L’activité redémarre de plus belle et, à partir de ce moment, les revenus de la société doublent d’une année sur l’autre. Bizrate devient le numéro un des comparateurs de prix aux États-Unis et se lance à la poursuite de Kelkoo, numéro un sur le marché européen. Plus de 15 millions d’internautes visitent le site chaque mois. Enfin, c’est le succès. En 2004, Bizrate change de nom et devient Shopzilla. Le chiffre d’affaires annuel est d'environ 67 millions de dollars. Les investissements en recherche et développement permettent de le porter à 155 millions l’année suivante, avec des bénéfices supérieurs à 40 millions de dollars, soit une marge autour de 27 %. Henri Asseily et Farhad Mohit vendent leur société au groupe de médias américain E.W.Scripps pour 525 millions de dollars.

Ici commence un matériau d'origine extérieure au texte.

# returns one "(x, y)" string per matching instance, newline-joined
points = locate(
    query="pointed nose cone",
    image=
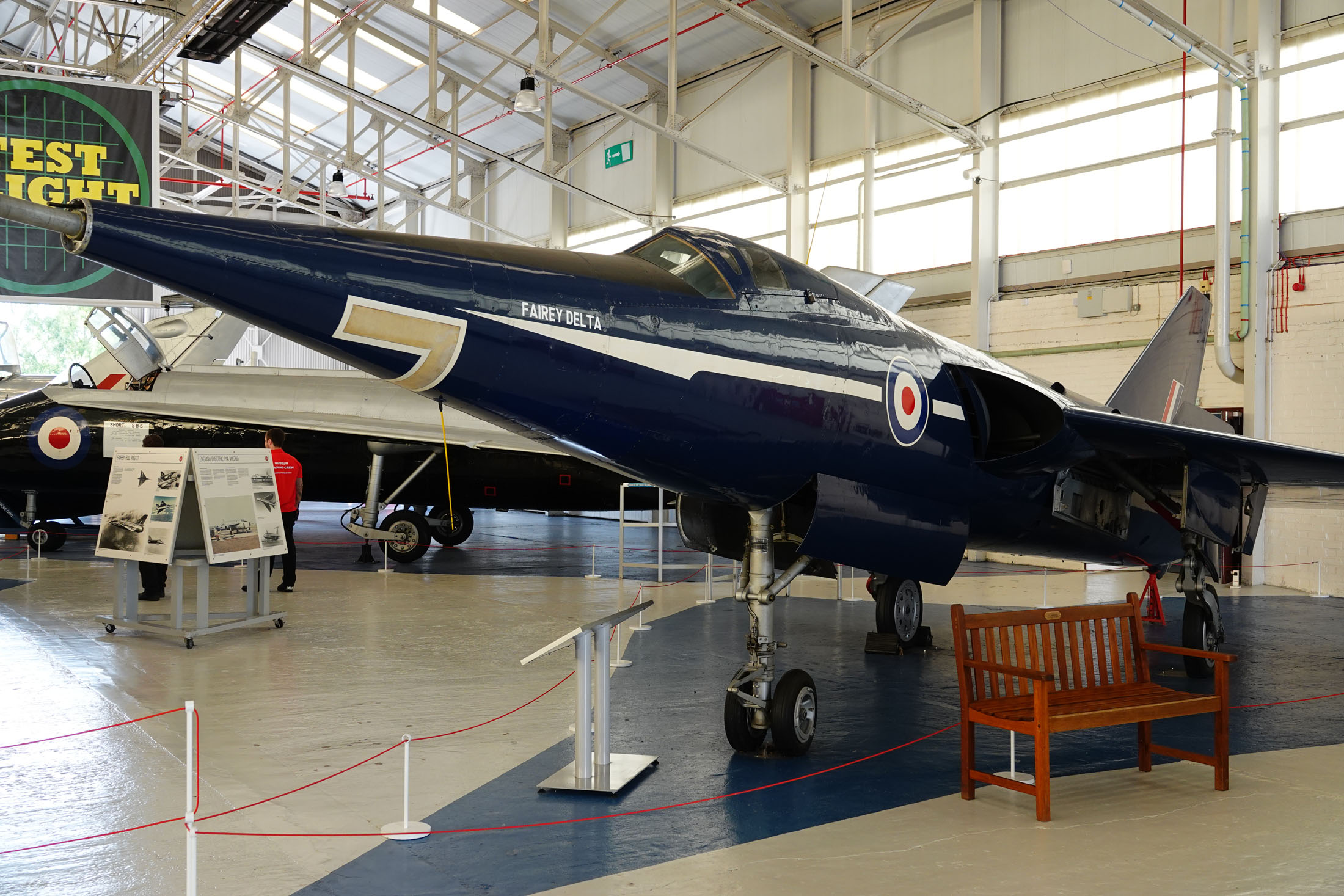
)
(384, 302)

La part qui revient en propre à Henri ? « Confidentiel ! » Depuis, Shopzilla a continué de croître, avec un revenu annuel supérieur à 200 millions de dollars.

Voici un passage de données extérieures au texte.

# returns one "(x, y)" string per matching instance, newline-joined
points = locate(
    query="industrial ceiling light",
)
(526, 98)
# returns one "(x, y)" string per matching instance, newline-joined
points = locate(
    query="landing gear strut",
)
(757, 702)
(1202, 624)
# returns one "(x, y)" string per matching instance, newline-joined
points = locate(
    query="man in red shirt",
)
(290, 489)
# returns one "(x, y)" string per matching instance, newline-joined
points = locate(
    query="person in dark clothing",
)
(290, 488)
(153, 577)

La vente a lieu quelques semaines après le rachat du comparateur Shopping.com par eBay pour 620 millions de dollars. Quelque temps auparavant, Yahoo! s’était offert le sien en s’emparant de Kelkoo. Henri et Farhad ont donc senti que le moment était venu de tourner – très confortablement – la page. « Nous avions fait le tour de cette activité. Nous étions passés de trois à 350 personnes, avec plein d’inventions à la clé. C’était suffisant. »
Nouveau concept
Henri quitte alors Los Angeles pour le Liban, en tant que stratège pour la société Telnic dont il est l’un des actionnaires, aux côtés d’investisseurs internationaux. Basée à Londres où elle emploie une vingtaine de personnes, Telnic a investi plusieurs dizaines de millions de dollars pour le développement d’un nouveau concept : le “.tel”.
Il s’agit d’un nouveau code de domaine sur Internet, à l’instar des .com, .org, .lb, etc. Le .tel a été enregistré auprès de l’ICANN (Internet Corporation of Assigned Names and Numbers), l’organisme chargé de la gestion des noms de domaine. Telnic en a déployé toute l’infrastructure, établi les règles de fonctionnement, sachant que la communauté du Web sera invitée à contribuer au développement de ses logiciels en “open source”. Les .tel seront vendus à des sociétés spécialisées dans la commercialisation de noms de domaine. « Nous ne pouvons pas vendre directement aux entreprises et aux particuliers, car il faut faire jouer la concurrence. » Les .tel seront mis sur le marché en deux phases, une première de deux à trois mois pour les marques déposées et les noms particuliers. Telnic les cédera à plus de 300 dollars pour une période de trois ans, le prix public étant fixé par les revendeurs. Ensuite, le prix standard prévaudra autour de 15 dollars, prix public par an.
En achetant le nom de domaine “untel.tel”, tout un chacun disposera d’une fiche signalétique sur laquelle il pourra faire apparaître ses coordonnées, son activité, sa localisation, des liens pointant vers son site personnel... Bref, les basiques nécessaires pour entrer en contact avec lui. L’avantage ? Pour son propriétaire, le “.tel” sera « beaucoup plus simple d’utilisation qu’un site ou qu’un blog », explique Henri Asseily. Les données seront modifiables à tout moment, en quelques clics. Pour l’internaute qui cherche les coordonnées de Monsieur Untel, le concept est censé faire gagner du temps : sans publicité, sans photos, l’interface du “.tel” est réduite au minimum. Asseily espère que cet outil de communication minimaliste qui surfe sur la vague du Web participatif – le fameux Web 2.0. – créera un nouveau marché lucratif.